One of the body's primary strategies for regulating its genome is a kind of targeted gene silencing orchestrated by small molecules called microRNAs, or miRNAs.
First observed only a few years ago, these molecules appear to inactivate messenger RNA, itself responsible for translating genes into proteins. Scientists have been eager to know more about miRNAs, clearly important players on the genetic field despite having gone unnoticed for so long. How are they produced? And how do they work?
In a series of studies published over the past year, a research team at The Wistar Institute has provided considerable insight into the world of miRNAs. In their first study, which appeared last year in Nature, they identified a two-protein complex, called the microprocessor, which controls the earliest steps in the creation of miRNAs in the cell nucleus. In their next study, published in Nature earlier this year, the Wistar group described a three-protein complex that picks up the process in the cell cytoplasm and carries it through to the maturation of the finished miRNAs.
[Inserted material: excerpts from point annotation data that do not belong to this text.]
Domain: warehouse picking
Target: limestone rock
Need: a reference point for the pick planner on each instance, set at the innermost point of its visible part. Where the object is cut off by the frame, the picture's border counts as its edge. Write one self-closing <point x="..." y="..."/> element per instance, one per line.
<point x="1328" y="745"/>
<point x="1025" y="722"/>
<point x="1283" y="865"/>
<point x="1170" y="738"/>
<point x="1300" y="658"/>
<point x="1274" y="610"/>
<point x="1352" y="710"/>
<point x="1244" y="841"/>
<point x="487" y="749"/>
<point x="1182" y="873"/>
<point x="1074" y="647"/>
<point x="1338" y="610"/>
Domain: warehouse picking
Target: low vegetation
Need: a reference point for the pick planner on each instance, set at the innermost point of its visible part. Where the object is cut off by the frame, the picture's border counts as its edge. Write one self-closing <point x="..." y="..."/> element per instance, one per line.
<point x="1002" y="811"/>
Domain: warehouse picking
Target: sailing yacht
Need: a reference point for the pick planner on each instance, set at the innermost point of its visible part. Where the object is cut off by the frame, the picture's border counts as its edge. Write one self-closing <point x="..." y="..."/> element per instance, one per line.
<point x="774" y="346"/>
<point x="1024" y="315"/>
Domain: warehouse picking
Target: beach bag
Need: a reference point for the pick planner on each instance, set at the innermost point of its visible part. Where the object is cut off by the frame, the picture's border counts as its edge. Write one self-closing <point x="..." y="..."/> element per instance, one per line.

Now, in new findings published online November 3 in Cell, Wistar professor Ramin Shiekhattar, Ph.D., and his colleagues report that the three-protein complex has been identified as RISC, a previously glimpsed but ill-defined molecular complex known to be involved in gene silencing. RISC, the new study demonstrates, not only oversees production of miRNAs, as described in the earlier study this year, but is also responsible for miRNA specificity in silencing particular messenger RNAs.